Thursday, August 01, 2013

Good To Know: Making Offers

In the real estate world the only way to succeed and get ahead is to make offers. It's actually the foundation to it all. It's the only way to move forward. You need to get a property under a purchase contract and to do that you need to send an offer.

Making offers can be intimidating. This year, I've inquired and sent offers on 193 different properties. I've been concentrating on multi unit rental properties

That number should actually be much greater, but I have the bad habit of slowing down when closing on properties and around big holidays like Christmas. Still, 193 is nothing to sneeze at. This is why my database is so important. I just can't keep track of so many properties. In my database I keep track of the MLS number if it's a listed property, the province, city, address, the asking price, the number of units and my notes on the deal.

Before you can start the database, you need to start contacting realtors and sending offers. Start sending email to realtors, ask for the income and expenses details on properties. Once you receive a reply with the information you requested run the numbers. To make this streamline I use a spreadsheet that calculates all the income as well as all the expenses. Be sure to take all expenses in consideration. Most of the time the income and expenses does not include expenses for vacancy, maintenance or management. Be sure to add an amount to your calculation for those. Also take in consideration debt repayment, and if you are taking on investors for the down payment, debt repayment would be for 100% of the price. Based on your calculation, figure out what your asking price would need to be to obtain the cap rate you desire.

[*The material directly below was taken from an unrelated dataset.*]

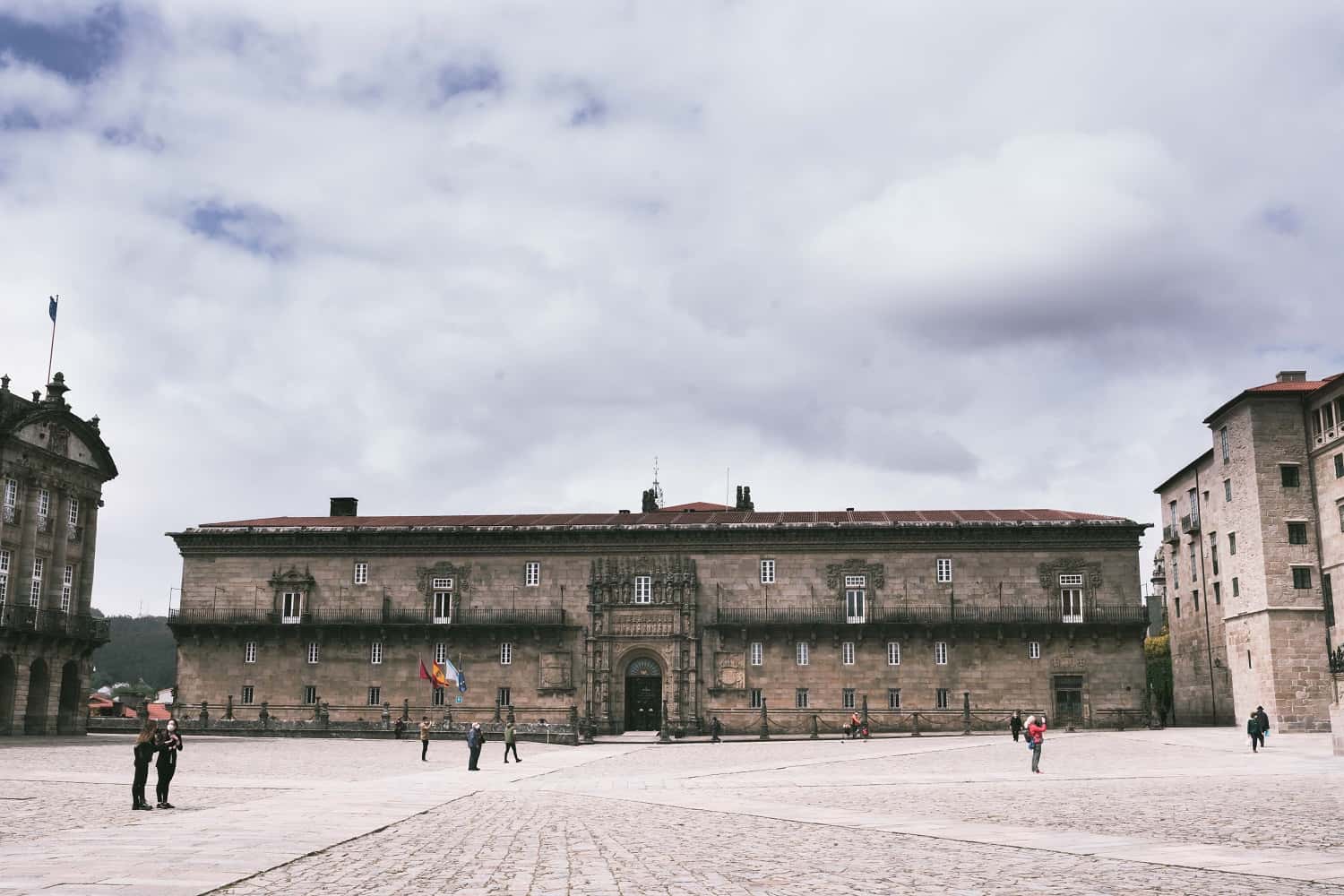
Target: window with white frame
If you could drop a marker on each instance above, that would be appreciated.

The numbers should be your only guide to what your offer should be. This is the difference between investing in cashflow and investing in appreciation. We invest in cashflow! Investing in appreciation is gambling. So once you get the amount of what the property needs to be to obtain the desired cap rate that is the most you can offer for this property. Your first offer should be 80% of that number, or 90% if the seller is willing to hold a VTB (Vendor Take Back / hold a second position mortgage).

All of these calculations should be on your spreadsheet, making the process of running your numbers quick. You get a big advantage with you realtor if you can give them answer on the information they sent you within a day. Even more so when you can offer them an amount every time.

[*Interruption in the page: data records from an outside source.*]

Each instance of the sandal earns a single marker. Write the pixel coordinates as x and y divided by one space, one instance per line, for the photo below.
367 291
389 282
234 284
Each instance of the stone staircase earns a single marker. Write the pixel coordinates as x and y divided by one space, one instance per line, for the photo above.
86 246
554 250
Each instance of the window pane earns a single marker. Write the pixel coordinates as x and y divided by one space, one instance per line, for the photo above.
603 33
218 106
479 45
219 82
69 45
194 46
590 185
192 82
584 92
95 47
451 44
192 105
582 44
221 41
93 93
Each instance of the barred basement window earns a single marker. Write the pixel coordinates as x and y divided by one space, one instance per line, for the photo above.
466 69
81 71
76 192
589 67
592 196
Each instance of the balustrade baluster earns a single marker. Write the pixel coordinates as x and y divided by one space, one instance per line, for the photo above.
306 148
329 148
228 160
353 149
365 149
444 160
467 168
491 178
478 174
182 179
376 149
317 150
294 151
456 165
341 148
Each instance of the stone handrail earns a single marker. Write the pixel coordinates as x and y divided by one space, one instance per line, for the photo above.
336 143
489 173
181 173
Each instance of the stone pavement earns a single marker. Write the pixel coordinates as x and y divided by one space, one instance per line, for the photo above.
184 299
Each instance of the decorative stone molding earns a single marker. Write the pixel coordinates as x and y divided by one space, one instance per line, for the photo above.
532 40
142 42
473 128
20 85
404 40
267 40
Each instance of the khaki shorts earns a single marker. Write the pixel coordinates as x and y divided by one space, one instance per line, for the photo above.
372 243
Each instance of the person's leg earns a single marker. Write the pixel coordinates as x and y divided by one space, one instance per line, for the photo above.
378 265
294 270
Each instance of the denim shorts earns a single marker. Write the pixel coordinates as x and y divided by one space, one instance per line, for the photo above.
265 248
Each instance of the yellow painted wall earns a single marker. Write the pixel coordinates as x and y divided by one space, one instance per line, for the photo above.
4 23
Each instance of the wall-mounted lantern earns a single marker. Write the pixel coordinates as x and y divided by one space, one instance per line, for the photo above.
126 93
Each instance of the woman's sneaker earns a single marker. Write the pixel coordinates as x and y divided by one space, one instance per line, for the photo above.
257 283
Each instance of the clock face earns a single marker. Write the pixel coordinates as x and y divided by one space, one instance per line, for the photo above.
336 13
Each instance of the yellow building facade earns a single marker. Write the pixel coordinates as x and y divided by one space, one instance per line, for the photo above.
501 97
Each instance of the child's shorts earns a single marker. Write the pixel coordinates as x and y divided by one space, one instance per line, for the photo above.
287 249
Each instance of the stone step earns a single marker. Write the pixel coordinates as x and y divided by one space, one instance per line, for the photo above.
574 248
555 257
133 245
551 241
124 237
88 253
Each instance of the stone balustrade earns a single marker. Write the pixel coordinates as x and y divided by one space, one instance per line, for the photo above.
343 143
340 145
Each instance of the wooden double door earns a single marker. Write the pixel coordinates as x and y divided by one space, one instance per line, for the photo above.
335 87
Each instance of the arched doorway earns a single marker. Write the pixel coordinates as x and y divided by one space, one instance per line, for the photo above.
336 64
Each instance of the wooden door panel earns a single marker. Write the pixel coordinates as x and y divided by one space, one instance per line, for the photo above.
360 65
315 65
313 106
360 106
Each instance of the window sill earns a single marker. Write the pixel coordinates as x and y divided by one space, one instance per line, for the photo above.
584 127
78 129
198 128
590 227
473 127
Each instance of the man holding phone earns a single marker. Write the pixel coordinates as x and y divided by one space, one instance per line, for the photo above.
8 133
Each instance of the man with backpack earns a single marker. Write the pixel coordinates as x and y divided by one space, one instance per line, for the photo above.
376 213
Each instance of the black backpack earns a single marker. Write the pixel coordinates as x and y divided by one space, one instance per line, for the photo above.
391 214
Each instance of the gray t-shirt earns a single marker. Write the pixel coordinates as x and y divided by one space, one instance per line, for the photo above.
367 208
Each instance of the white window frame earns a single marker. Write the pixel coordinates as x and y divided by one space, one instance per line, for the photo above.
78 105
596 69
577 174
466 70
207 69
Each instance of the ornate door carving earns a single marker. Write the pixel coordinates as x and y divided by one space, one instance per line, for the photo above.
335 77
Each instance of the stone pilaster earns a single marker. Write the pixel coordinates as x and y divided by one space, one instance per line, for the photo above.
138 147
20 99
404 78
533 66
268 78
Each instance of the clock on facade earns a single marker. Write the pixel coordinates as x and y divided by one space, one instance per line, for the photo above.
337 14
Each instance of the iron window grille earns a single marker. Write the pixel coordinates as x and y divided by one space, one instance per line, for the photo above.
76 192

By now you may have realised that most of the time, our first offer will be embarrassingly low. Keep in mind, you lose nothing by sending in your low offer, but if you don't you will gain nothing. If the offer is really low, instead of sending an offer, send the realtor an email saying that you have run the numbers and and based on your criteria your first offer is in the ball park of "x" amount. Let them tell you know if the seller is interested in seeing this offer. But at least that way, your interest as been made known. If the seller is not interested yet, he may become motivated down the road and he will know where you sit.

So design your spreadsheet to make running the number a breeze and start sending in offers. Hundreds of them.